Washington Post cartoonist Ann Telnaes, who had worked there since 2008, resigned Friday over her work showing Jeff Bezos kneeling before President-elect Donald Trump dropped out.
Ms. Telnaes’s cartoon draft depicted Mr. Bezos, owner of the Post and Amazon, with Meta CEO Mark Zuckerberg, OpenAI CEO Sam Altman, Los Angeles Times owner Patrick Soon-Shiong and Mickey Mouse kneeling, bowing and offering Mr. Trump bags of money.
“I have never seen a cartoon killed off because of who or what I chose to aim my pen at. Until now,” Ms. Telnaes wrote on her Substack blog, Open Windows.

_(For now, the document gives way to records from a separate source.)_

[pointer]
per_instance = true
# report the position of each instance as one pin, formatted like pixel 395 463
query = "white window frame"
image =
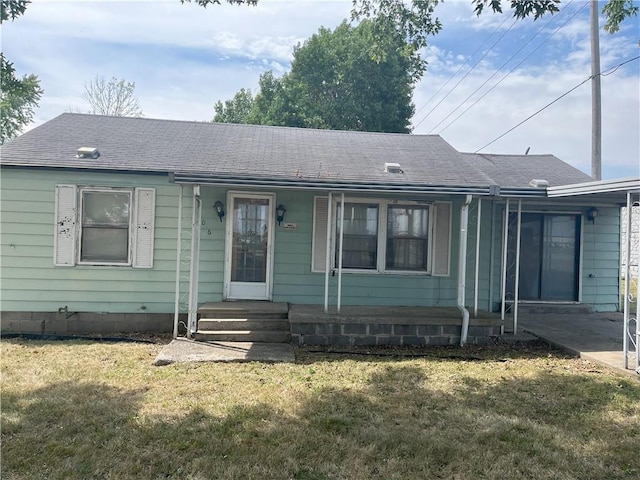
pixel 68 226
pixel 130 232
pixel 383 206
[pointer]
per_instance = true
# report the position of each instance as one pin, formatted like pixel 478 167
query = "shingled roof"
pixel 296 154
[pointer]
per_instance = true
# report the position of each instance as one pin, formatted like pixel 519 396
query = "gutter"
pixel 462 268
pixel 353 186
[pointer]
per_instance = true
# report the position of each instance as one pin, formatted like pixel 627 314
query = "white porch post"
pixel 340 252
pixel 327 265
pixel 176 308
pixel 196 216
pixel 477 272
pixel 517 279
pixel 462 268
pixel 505 239
pixel 492 255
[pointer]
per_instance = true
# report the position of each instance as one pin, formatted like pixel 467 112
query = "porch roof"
pixel 280 156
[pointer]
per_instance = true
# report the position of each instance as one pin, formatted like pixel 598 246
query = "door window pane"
pixel 548 257
pixel 559 258
pixel 360 239
pixel 407 233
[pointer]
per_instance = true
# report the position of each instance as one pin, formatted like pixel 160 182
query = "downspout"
pixel 517 279
pixel 327 264
pixel 176 312
pixel 340 253
pixel 462 268
pixel 477 270
pixel 195 262
pixel 492 256
pixel 503 275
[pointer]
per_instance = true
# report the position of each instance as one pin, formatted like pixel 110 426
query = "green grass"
pixel 77 410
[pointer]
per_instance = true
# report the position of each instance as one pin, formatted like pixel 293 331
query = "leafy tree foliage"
pixel 615 11
pixel 236 110
pixel 19 96
pixel 415 20
pixel 114 97
pixel 336 83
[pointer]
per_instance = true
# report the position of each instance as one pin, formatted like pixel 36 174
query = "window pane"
pixel 105 227
pixel 109 245
pixel 360 242
pixel 105 208
pixel 407 235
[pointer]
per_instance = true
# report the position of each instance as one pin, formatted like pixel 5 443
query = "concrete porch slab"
pixel 596 337
pixel 182 350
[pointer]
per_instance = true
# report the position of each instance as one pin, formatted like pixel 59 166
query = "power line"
pixel 613 69
pixel 466 74
pixel 505 76
pixel 461 67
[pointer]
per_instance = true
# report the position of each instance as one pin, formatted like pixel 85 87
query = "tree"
pixel 19 96
pixel 336 83
pixel 115 97
pixel 235 110
pixel 414 19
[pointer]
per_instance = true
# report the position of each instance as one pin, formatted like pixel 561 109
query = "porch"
pixel 354 325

She added that “my job is to hold powerful people and institutions accountable. For the first time, my editor stopped me from doing this crucial work. …I will not stop keeping truth to power through my cartoons, because as they say, ‘Democracy dies in darkness,'” referring to the slogan adopted by the Post in 2017 after Mr. Trump.

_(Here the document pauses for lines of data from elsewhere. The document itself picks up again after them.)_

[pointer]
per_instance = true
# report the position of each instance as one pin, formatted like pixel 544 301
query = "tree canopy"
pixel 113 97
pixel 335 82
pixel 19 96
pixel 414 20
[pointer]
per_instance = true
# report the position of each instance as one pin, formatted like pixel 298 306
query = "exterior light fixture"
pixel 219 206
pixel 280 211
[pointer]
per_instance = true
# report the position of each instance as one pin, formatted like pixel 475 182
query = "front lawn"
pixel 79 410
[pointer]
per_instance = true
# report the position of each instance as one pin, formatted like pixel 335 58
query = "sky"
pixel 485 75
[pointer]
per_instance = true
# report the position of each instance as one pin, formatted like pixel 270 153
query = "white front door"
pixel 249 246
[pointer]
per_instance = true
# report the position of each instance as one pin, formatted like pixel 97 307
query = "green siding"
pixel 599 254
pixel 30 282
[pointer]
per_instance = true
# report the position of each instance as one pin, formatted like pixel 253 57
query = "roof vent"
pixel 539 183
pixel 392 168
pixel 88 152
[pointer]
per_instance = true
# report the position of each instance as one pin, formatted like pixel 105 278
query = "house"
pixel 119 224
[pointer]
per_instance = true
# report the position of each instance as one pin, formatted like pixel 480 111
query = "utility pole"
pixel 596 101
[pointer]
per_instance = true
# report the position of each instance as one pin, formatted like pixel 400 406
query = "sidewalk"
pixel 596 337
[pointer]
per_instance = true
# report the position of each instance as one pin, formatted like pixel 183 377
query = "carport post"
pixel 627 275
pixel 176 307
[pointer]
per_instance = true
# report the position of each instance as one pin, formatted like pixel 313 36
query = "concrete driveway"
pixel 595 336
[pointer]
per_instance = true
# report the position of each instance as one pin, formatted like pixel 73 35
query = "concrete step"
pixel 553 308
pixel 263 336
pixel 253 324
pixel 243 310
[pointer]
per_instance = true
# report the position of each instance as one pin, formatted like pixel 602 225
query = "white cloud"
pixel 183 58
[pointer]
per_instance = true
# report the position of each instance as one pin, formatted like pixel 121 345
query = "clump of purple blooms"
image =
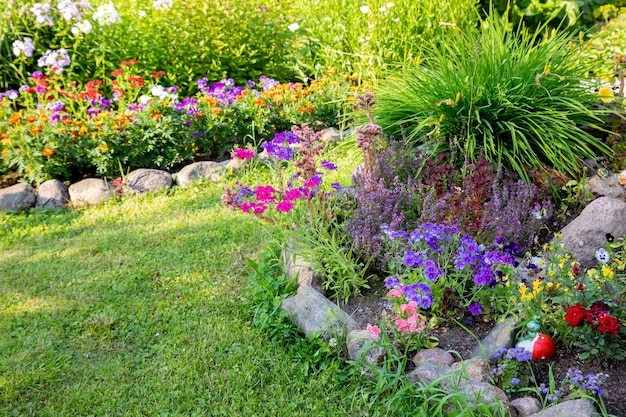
pixel 434 258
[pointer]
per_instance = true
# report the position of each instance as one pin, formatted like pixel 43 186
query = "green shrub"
pixel 518 97
pixel 189 40
pixel 367 38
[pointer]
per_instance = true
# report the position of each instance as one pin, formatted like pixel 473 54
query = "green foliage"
pixel 190 40
pixel 366 39
pixel 333 258
pixel 518 97
pixel 556 13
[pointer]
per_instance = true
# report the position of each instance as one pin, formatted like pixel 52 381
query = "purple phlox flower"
pixel 494 257
pixel 11 94
pixel 55 106
pixel 413 259
pixel 467 254
pixel 314 181
pixel 286 137
pixel 420 293
pixel 393 282
pixel 328 165
pixel 278 152
pixel 268 83
pixel 433 235
pixel 432 272
pixel 476 309
pixel 393 234
pixel 483 275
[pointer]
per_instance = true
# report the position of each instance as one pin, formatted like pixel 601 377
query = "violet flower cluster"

Post editor David Shipley said in a statement that “not all editorial judgments are a reflection of a malicious force. My decision was guided by the fact that we had just published a column on the same subject as the cartoon and that we had already scheduled the publication of another column – this one being a satire. The only prejudice was against repeating a year.
The Post and the Los Angeles Times filed resignations last year after both newspapers refused to support either presidential candidate in the election.